OpenGraph: Towards Open Graph Foundation Models

Lianghao Xia, Ben Kao, and Chao Huang* (*Correspondence)

This project presents OpenGraph, a foundation graph model that distills zero-shot graph generalization ability from LLMs.

To achieve this goal, OpenGraph addresses several key technical challenges:

We propose a unified graph tokenizer to adapt our graph model to generalize well on unseen graph data, even when the underlying graph properties differ significantly from those encountered during training.
We develop a scalable graph transformer as the foundational encoder, which effectively and efficiently captures node-wise dependencies within the global topological context.
We introduce a data augmentation mechanism enhanced by a large language model (LLM) to alleviate the limitations of data scarcity in real-world scenarios.
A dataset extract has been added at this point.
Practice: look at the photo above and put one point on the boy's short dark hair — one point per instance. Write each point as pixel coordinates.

Extensive experiments validate the effectiveness of our framework. By adapting OpenGraph to new graph characteristics and comprehending the nuances of diverse graphs, our approach achieves remarkable zero-shot graph learning performance across various settings and domains.

Environment Setup

You need to unzip some of the data files in datasets/. Download the pre-trained models using the link in Models/readme. Our experiments were conducted with the following package versions:

python==3.10.13
torch==1.13.0
numpy==1.23.4
scipy==1.9.3

Brief Code Structure

Here is a brief overview of the code structures. The explanations for each directory are enclosed in quotes (##...##). For a more detailed version, please refer to the full version listed at the end of this readme.

./
│   └── README.md
│   ├── History/ ## Training history of pre-trained models ##
│   ├── Models/ ## Pre-trained models ##
│   ├── datasets/
│   ├── graph_generation/ ## Code and examples for graph generation ##
│   ├── imgs/ ## Images used in readme ##
│   ├── link_prediction/ ## code for link prediction and pre-training ##
│   │   ├── data_handler.py
│   │   ├── main.py
│   │   ├── model.py
│   │   └── params.py
│   │   ├── Utils/
│   │   │   └── TimeLogger.py
│   ├── node_classification/ ## code for testing on node classification ##
│   │   ├── data_handler.py
│   │   ├── main.py
│   │   ├── model.py
│   │   └── params.py
│   │   ├── Utils/
│   │   │   └── TimeLogger.py

Usage

To reproduce the test performance reported in the paper, run the following command lines:

cd link_prediction/
python main.py --load pretrn_gen1 --epoch 0 # test on OGBL-Collab, ML-1M, ML-10M
python main.py --load pretrn_gen0 --tstdata amazon-book --epoch 0 # test on Amazon-Book
python main.py --load pretrn_gen2 --tstdata ddi --epoch 0 # test on OGBL-ddi
cd ../node_classification/
python main.py --load pretrn_gen1 --tstdata cora # test on Cora
python main.py --load pretrn_gen1 --tstdata citeseer # test on Citeseer
python main.py --load pretrn_gen1 --tstdata pubmed # test on Pubmed

To re-pretrain OpenGraph by yourself, run the following command lines:

cd ../link_prediction/
python main.py --save pretrn_gen1
python main.py --trndata gen0 --tstdata amazon-book --save pretrn_gen0
python main.py --trndata gen2 --tstdata ddi --save pretrn_gen2

To explore pretraining with multiple different pre-training and testing datasets, modify `trn_datasets` and `tst_datasets` in line 241 of `link_prediction/main.py`.

Graph Data Generation

The graph generation code is in graph_generation/. A toy dataset of small size is given. You need to fill in your OpenAI key in Utils.py and itemCollecting_dfsIterator.py first. To generate your dataset, modify the descs and hyperparams dicts, and follow the following procedure:

cd graph_generation/
python itemCollecting_dfsIterator.py
python instance_number_estimation_hierarchical.py
python embedding_generation.py
python human_item_generation_gibbsSampling_embedEstimation.py
python make_adjs.py

Below shows our prompt template, as well as examples for prompt configurations and generated nodes.

Evaluation Results

Overall Generalization Performance

OpenGraph achives best performance under the 0-shot setting, compared to baselines trained/tuned with 1-shot and 5-shot data.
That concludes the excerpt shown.